A recent case of interference by the Chinese Embassy occurred last April, when Divine Performing Arts brought its musical roadshow to Auckland.

In a dynamic that resembles Taiwan's tit-for-tat skirmishes with its giant rival for diplomatic recognition, Divine's goal appears to be to entice "influential" figures such as politicians, media and academics to the show, recording and trumpeting their endorsements as a coded display of political support. Chinese officials, for their part, dissuade people from attending.

Last year, seven mayors in the Auckland region were invited but did not attend; George Wood, North Shore mayor at the time, rescinded his acceptance after a call from the Chinese consulate, saying he felt uneasy about being "the meat in a sandwich". The troupe will return to New Zealand for four Auckland performances next month; Matheson is sending out invitations with no mention of Falun Gong.

One Auckland journalist, who did not want to be named, attended last year with complimentary tickets. He had not realised the show's Falun Gong affiliation, but became aware of something unusual when he was welcomed by a camera crew, who harried him to agree to give his impressions after the show.

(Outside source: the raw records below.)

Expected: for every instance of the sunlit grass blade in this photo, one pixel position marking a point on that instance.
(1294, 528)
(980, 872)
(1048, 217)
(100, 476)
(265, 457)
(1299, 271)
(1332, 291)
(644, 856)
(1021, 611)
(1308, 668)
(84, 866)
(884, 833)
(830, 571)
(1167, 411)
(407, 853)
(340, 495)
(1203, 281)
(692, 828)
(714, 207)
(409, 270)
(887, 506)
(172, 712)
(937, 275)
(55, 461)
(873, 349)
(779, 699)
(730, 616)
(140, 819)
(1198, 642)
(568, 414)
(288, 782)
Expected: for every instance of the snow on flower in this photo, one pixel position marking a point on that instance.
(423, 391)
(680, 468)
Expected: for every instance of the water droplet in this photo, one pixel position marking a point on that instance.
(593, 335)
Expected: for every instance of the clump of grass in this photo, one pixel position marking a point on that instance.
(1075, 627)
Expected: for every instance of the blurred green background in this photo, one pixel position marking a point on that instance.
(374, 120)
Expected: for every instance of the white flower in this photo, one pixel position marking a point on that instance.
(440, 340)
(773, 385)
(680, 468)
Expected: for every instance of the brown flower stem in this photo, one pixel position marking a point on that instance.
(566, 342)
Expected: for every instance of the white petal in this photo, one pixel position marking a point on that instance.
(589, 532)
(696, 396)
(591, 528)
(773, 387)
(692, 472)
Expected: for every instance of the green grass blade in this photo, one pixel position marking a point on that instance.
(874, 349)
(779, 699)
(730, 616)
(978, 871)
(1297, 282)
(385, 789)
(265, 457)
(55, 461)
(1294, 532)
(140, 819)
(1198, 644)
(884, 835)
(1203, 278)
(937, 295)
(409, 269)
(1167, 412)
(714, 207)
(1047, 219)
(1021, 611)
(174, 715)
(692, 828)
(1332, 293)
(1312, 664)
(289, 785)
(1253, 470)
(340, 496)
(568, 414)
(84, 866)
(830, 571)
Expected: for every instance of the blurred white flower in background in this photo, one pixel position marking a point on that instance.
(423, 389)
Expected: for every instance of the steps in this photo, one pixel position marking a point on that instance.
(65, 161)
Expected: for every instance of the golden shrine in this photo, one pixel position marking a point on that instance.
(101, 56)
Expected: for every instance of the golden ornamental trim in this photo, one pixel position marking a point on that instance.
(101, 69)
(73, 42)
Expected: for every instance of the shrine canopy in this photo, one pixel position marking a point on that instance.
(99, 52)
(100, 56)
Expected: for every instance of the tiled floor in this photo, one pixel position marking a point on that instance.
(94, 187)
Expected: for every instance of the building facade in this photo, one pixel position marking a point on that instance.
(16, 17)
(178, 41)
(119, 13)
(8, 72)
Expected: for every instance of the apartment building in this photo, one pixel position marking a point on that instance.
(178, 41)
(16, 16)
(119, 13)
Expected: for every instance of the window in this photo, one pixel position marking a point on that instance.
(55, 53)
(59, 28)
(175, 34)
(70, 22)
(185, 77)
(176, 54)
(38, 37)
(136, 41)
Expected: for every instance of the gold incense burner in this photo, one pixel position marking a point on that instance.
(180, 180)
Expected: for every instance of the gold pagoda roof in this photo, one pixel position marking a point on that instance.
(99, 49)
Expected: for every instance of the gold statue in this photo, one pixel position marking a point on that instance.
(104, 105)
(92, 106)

The man said he "felt used", and implicated into some sort of propaganda. He left during intermission.

The New York Times last month reported similar responses to a Divine performance in Manhattan with moments of heavy-handed propaganda. Epoch, a sponsor of the show, reacted angrily, saying the Times' "unwarranted criticisms... clearly reveal[ed] a darker side" of the newspaper; one Epoch article, under the headline "New York Times Parrots Communist Party Line", asserted "the response to the show, confirmed by The Epoch Times reporters in over 1000 interviews with audience members, was overwhelmingly positive".

Epoch also points out that the New York Times story was, unusually for a Western article, immediately reprinted by Xinhua, China's state media agency, and propagated widely. The propaganda battle between Falun Gong and the Chinese government is a zero-sum game, accounting, perhaps, for the movement's propensity to overreact to criticism; any critique of one is celebrated as a vindication by the other.

Political scientist Maria Hsia Chang of the University of Nevada, Reno, author of a book on Falun Gong, says the movement "seems to be treating organisations it has created, such as The Epoch Times, as front organisations to influence public opinion via a concerted information-PR-propaganda campaign".

The most charitable explanation she is able to offer for this strategy "is that Falun Gong's decision-makers are products of the political-social environment in China", where to survive, the movement has to create organisations that are publicly unaffiliated with it.

Such strategies are counterproductive in democratic societies.

"Being secretive and deceptive will just play into the image they're a kooky group with something to hide," Chang says.

As a movement, Falun Gong displays the paranoia of the genuinely persecuted. Sometimes its suspicions are justified; clearly some of its activities are subject to Chinese interference. Other times, it perceives threats that are not there.

In a year when China's appalling human rights practices should be squarely in the spotlight ahead of an Olympics which China's leaders had once hollowly promised would usher in a new era of political freedoms Falun Gong's misguided strategies may instead be turning off its potential audience.

Chang says that like many she sympathises with the movement's goals, particularly given the way China's human rights conduct has fallen off the West's agenda. "I just wish Falun Gong would use better tactics."